Ricordo di una estate. Cana (Grosseto) 1977
Dovevo tenere duro. Non dovevo addormentarmi. Dovevo aspettare che arrivasse l’alba. Sbirciavo dalla finestra ma era ancora buio. Davanti a me un ammasso di alberi che credevo una foresta. Fantasticavo sempre su cosa ci sarebbe mai potuto essere lì dentro.
Immaginavo bestie feroci e insetti alti due metri. A volte ci mettevo dentro anche dei cavalieri crociati e degli esseri metà uomini e metà animali. Ma non ero in nessun posto sperduto della terra. Ero in Toscana e quello che vedevo non era altro che una “Macchia” di verde, come la chiamavano da quelle parti. Alberi di castagne e felci. Le vacanze del ’77 erano state splendide. Tre mesi con i nonni nella Maremma più sperduta.
I momenti più belli però restavano le prime ore del giorno quando andavo con mio nonno nel suo immenso orto che si trovava un passo dopo la “macchia”. L’unico problema era che se ero sveglio mi portava con se, ma se dormivo mi lasciava a casa.
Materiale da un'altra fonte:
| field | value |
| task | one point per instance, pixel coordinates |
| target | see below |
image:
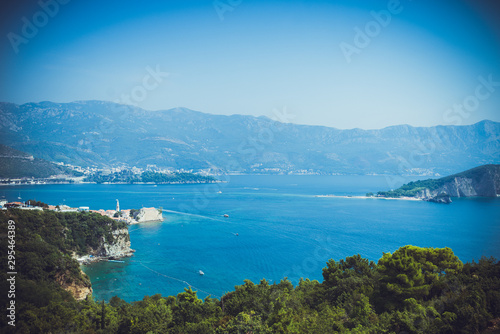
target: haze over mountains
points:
(101, 133)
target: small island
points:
(480, 181)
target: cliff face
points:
(149, 215)
(484, 181)
(80, 289)
(119, 246)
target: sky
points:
(340, 63)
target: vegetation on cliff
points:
(413, 290)
(151, 177)
(411, 189)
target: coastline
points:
(372, 197)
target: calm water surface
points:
(276, 227)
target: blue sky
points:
(431, 63)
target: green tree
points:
(411, 271)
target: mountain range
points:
(98, 133)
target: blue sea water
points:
(276, 228)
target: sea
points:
(255, 227)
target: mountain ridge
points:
(105, 134)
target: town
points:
(129, 216)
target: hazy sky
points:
(339, 63)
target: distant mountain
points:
(479, 181)
(102, 133)
(17, 164)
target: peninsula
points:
(480, 181)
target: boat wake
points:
(179, 280)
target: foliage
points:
(412, 188)
(412, 290)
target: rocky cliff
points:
(479, 181)
(149, 215)
(117, 247)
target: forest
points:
(412, 290)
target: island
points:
(479, 181)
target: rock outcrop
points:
(117, 247)
(149, 215)
(480, 181)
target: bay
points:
(277, 227)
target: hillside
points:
(46, 243)
(103, 133)
(17, 164)
(412, 290)
(479, 181)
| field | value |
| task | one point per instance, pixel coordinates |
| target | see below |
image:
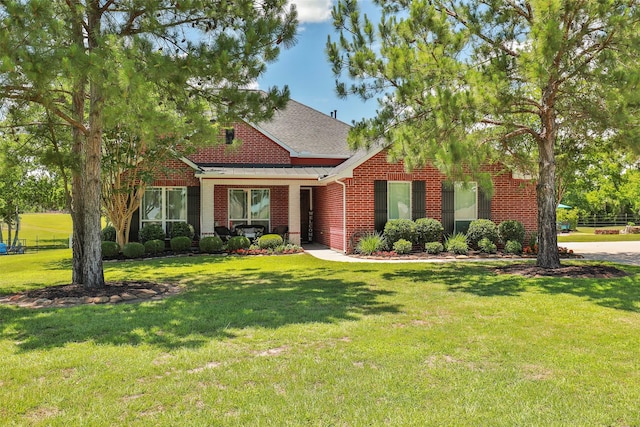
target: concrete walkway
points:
(621, 252)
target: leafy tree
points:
(85, 61)
(461, 83)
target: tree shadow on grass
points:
(212, 307)
(621, 293)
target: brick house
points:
(298, 171)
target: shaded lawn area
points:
(291, 340)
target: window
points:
(164, 206)
(465, 205)
(250, 207)
(399, 200)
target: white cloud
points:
(313, 10)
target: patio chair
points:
(223, 232)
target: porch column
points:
(294, 213)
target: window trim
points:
(249, 220)
(163, 200)
(410, 194)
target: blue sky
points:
(306, 69)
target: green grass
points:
(293, 340)
(587, 234)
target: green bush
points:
(211, 244)
(511, 230)
(182, 229)
(270, 241)
(568, 215)
(154, 246)
(238, 242)
(513, 247)
(487, 246)
(110, 249)
(428, 230)
(370, 244)
(433, 248)
(457, 244)
(397, 229)
(109, 234)
(480, 229)
(133, 250)
(403, 247)
(180, 244)
(151, 232)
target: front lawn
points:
(292, 340)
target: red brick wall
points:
(512, 199)
(254, 148)
(176, 173)
(279, 204)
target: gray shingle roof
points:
(307, 132)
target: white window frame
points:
(164, 220)
(409, 206)
(232, 222)
(457, 187)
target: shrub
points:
(151, 232)
(513, 247)
(480, 229)
(397, 229)
(370, 244)
(211, 244)
(238, 242)
(182, 229)
(180, 244)
(110, 249)
(457, 244)
(154, 246)
(270, 241)
(428, 230)
(402, 246)
(487, 246)
(109, 234)
(433, 248)
(511, 230)
(568, 215)
(133, 250)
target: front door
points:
(305, 216)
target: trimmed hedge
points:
(238, 242)
(480, 229)
(154, 246)
(133, 250)
(270, 241)
(511, 230)
(428, 230)
(110, 249)
(151, 232)
(211, 244)
(180, 244)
“Non ti sveglio, sei troppo piccino! Se ti svegli da solo bene altrimenti si va in giro quando torno” mi ripeteva sempre la sera prima di andare a dormire. E io aspettavo l’alba e cercavo di sentire i suoi passi dalla stanza accanto alla mia. Ecco! Mi ero addormentato di nuovo. Era già andato via.
Ma stavolta lo avrei raggiunto. La nonna era partita per andare a raccogliere le pesche a Marina di Grosseto. Sul comodino c’erano le cinquecento lire che servivano per pagarmi un pezzo di pizza presso il forno di Cana.
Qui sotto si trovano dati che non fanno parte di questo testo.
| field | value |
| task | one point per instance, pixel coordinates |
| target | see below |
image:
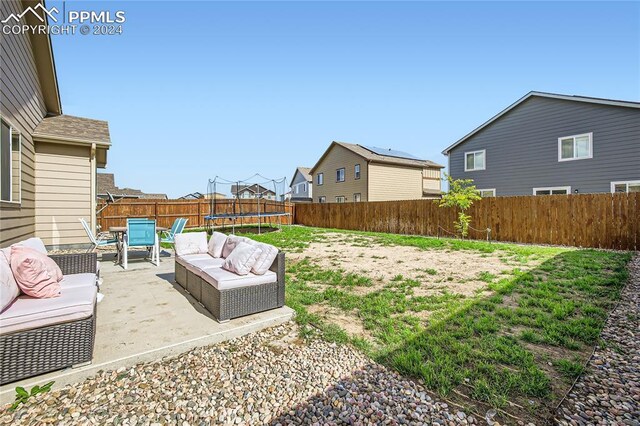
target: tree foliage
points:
(462, 193)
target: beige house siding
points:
(391, 182)
(337, 158)
(22, 106)
(64, 179)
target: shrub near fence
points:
(608, 221)
(166, 211)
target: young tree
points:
(462, 193)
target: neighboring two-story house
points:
(350, 173)
(302, 186)
(553, 144)
(252, 192)
(48, 160)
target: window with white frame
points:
(487, 192)
(554, 190)
(626, 186)
(474, 160)
(10, 163)
(576, 147)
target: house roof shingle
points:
(575, 98)
(106, 183)
(304, 171)
(68, 127)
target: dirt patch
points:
(460, 272)
(349, 323)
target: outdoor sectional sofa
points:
(42, 335)
(223, 293)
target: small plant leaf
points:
(47, 387)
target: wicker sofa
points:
(42, 335)
(225, 294)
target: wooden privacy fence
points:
(608, 221)
(166, 211)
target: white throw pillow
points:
(191, 243)
(231, 243)
(216, 244)
(242, 258)
(9, 289)
(265, 260)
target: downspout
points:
(368, 180)
(93, 187)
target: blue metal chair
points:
(176, 228)
(141, 233)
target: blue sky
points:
(192, 90)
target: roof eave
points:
(585, 99)
(42, 137)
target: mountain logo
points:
(46, 12)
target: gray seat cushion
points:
(225, 280)
(26, 313)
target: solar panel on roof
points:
(391, 153)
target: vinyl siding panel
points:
(390, 182)
(22, 105)
(62, 196)
(522, 148)
(335, 159)
(299, 179)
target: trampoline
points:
(256, 200)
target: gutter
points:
(69, 141)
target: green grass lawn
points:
(516, 347)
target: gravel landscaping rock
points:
(270, 377)
(609, 390)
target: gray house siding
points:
(304, 193)
(522, 148)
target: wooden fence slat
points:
(588, 220)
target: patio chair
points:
(141, 233)
(101, 240)
(176, 228)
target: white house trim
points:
(492, 190)
(590, 135)
(552, 188)
(484, 165)
(624, 182)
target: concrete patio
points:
(146, 316)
Sarei dovuto andare in Piazza e aspettare qualche altro bambino per giocare un po’. Ma quel giorno no! Sarei partito e avrei affrontato la macchia. Sarei andato dal nonno e avrei combattuto anche contro tutti gli animali della foresta. Non avevo paura. Non dovevo avere paura.
Camminai sicuro e fiero tra felci molto più alte di me e ricci di castagne che schiacciavo con i miei scarponcini correttivi di cuoio nero.
Iniziavo a sentire i versi dei polli e il profumo di campagna entrarmi nel naso. La macchia era quasi finita quando ad un tratto incontrai davanti a me un serpente lunghissimo. Strisciava e mi guardava. Piantai un urlo che credo lo avessero sentito fino in paese.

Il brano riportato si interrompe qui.